I am using some interactive/dynamic SVG on my site and as a feature we have an option to download the .svg file as-is.
One problem we discovered is that when external stylesheets are used, the styles get lost if the user, say, tries to open the file in Inkscape. So I have been styling fill and stroke colors, etc., inline on the elements.
I am wondering about the SVG standard and how stylesheets fit into it. Are .css files designed to be transported with the .svg file? I understand you can declare external stylesheets like so:
<?xml-stylesheet type="text/css" href="mystylesheet.css" ?>
Will most vector graphics software recognize and load this if they are in the same folder? It seems Illustrator doesn’t have initial support for SVG but has add-ons that include JavaScript and CSS3 engines.

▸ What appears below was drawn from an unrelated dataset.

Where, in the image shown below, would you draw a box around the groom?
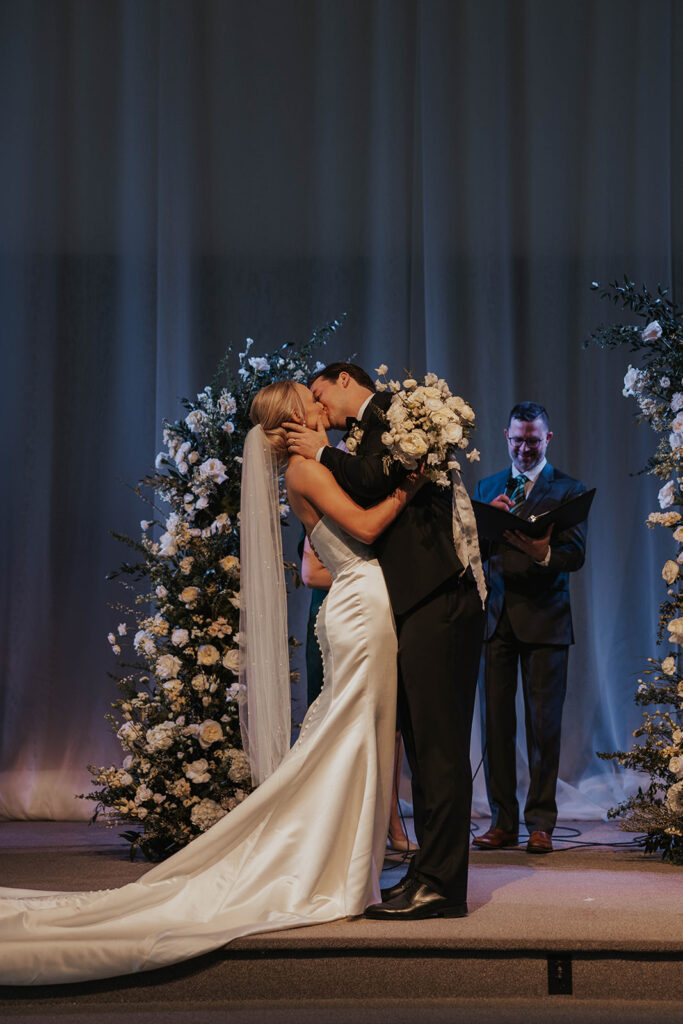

I can’t help but feel like everyone has missed the SVG boat. Has anyone had success doing something like, packaging the .svg with a .css for download and trying this out in various vector graphics programs? What do programs like Inkscape typically do when they save SVG, as there are obviously several ways to assign styles?
I found a few documents from W3C about SVG viewer conformance that clear some of this up:
SVG Viewer Conformance
Styling with CSS
Styling Alternatives
Common Facilities Used by SVG and CSS
I saw this line,
which makes me believe that only SVG viewers that support CSS (as opposed to presentation attributes) are required to support external stylesheets – so basically just browsers.
I would still like to have a list of SVG software packages and whether each supports external stylesheets as well as how they assign styles, but maybe I will have to do this research for myself.